I updated last part of my previous comment to reflect I used FreeTDS 1.2.x (last build) on Windows (dll from AppVeyor https://ci.appveyor.com/project/FreeTDS/freetds/builds/25496715/job/398k4ka0iesqxc1k/artifacts), I get that "The USE database" error.

I will have to see how to compile rpm for EL7 with latest version to install it on my devel laptop.

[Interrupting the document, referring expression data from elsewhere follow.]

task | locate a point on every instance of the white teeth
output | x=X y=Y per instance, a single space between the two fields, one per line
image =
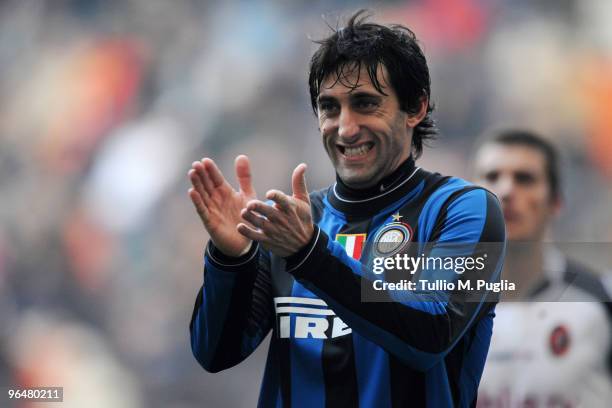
x=356 y=151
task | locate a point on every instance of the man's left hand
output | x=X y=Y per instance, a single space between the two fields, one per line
x=286 y=227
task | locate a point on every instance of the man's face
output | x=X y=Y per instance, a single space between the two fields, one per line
x=517 y=175
x=365 y=133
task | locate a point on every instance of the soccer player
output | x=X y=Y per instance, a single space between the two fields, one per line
x=298 y=264
x=552 y=349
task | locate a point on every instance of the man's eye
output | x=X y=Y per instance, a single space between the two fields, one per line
x=524 y=178
x=365 y=104
x=491 y=177
x=327 y=107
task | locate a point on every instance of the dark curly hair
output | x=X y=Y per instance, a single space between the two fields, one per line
x=361 y=44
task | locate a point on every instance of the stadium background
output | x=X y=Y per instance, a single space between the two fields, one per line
x=105 y=104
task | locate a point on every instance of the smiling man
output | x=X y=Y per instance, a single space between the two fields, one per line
x=301 y=265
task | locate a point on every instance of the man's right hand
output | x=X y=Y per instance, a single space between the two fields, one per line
x=219 y=205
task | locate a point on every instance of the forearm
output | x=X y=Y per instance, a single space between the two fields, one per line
x=231 y=314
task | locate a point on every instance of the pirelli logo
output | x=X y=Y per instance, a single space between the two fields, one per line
x=303 y=318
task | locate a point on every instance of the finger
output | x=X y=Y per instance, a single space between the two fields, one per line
x=271 y=213
x=281 y=199
x=250 y=233
x=196 y=182
x=298 y=183
x=213 y=171
x=254 y=218
x=204 y=177
x=243 y=173
x=197 y=201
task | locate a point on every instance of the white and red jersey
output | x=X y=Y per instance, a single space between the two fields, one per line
x=552 y=353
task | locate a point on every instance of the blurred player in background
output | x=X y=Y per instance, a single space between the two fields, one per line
x=552 y=336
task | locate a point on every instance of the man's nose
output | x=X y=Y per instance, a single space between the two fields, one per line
x=348 y=127
x=505 y=188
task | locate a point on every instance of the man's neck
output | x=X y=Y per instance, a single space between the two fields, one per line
x=403 y=171
x=524 y=266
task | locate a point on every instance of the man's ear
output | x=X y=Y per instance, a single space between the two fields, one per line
x=413 y=119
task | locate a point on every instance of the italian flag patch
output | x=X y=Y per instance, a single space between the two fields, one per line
x=352 y=243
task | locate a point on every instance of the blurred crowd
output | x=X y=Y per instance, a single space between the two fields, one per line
x=104 y=104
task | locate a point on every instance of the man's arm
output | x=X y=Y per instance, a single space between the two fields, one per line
x=232 y=313
x=233 y=310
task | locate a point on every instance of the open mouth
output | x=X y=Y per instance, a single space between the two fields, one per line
x=355 y=151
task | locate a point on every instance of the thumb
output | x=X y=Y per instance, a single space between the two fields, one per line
x=298 y=183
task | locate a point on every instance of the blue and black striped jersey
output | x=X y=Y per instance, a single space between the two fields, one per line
x=330 y=348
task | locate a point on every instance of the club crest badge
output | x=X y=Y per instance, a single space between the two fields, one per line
x=352 y=243
x=392 y=237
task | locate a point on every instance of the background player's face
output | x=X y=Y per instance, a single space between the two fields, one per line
x=517 y=175
x=365 y=133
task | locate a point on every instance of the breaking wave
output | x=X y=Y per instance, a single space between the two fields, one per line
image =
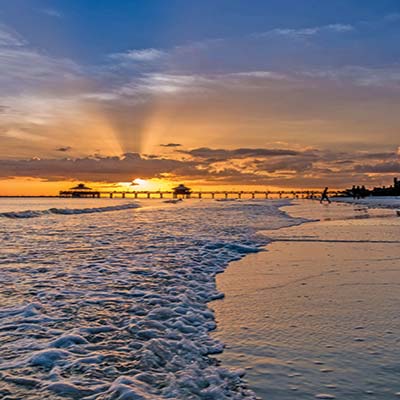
x=66 y=211
x=109 y=308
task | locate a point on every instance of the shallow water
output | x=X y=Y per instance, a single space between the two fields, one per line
x=316 y=315
x=112 y=304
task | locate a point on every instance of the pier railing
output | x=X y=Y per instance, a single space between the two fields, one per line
x=212 y=194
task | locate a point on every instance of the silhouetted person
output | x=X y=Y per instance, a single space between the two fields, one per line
x=363 y=192
x=324 y=196
x=354 y=191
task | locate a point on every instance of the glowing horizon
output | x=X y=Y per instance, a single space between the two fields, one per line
x=314 y=102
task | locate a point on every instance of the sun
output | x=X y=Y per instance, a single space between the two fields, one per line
x=140 y=182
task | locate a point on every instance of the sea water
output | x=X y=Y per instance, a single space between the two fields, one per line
x=316 y=314
x=108 y=299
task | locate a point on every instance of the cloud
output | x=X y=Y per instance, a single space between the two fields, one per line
x=223 y=154
x=64 y=149
x=8 y=37
x=100 y=168
x=388 y=76
x=142 y=55
x=380 y=168
x=306 y=32
x=171 y=145
x=259 y=166
x=51 y=12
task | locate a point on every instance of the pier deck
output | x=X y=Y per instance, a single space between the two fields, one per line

DrLove73 avatar Jun 26 '19 06:06 DrLove73

Ok, IT WORKS! I fired up my rpm rebuilding skills and I managed to update EPEL's src.rpm to version 1.1.6 (replaced tar.bz2, and in spec file changed version number and --with-tdsver="7.3" from --with-tdsver="4.2" ). Since there are no rpm's for CentOS 7, I am publishing rpm and src.rpm files in my old repo: http://centos.plnet.rs/mrepo/plnet-centos7-x86_64/RPMS.plnet-compiled/ and http://centos.plnet.rs/mrepo/plnet-centos7-srpms-srpms/RPMS.plnet-compiled/ BE aware that files are NOT YET SIGNED! I have yet to find my old keys and even see if they are still valid. I will do this at later time. Serbian letters are properly shown in PgAdmin4 and Lazarus via ZEOS components.

DrLove73 avatar Jun 26 '19 12:06 DrLove73

Tds_fdw developers: If providing link to binary packages is against some rules, you may remove them, or I will if you say so. I am long-time CentOS contributor (in mailing lists since ~2009) and I am admin of CentOS Facebook group so rpm's are clean of malware, built from unchanged sources.

DrLove73 avatar Jun 26 '19 14:06 DrLove73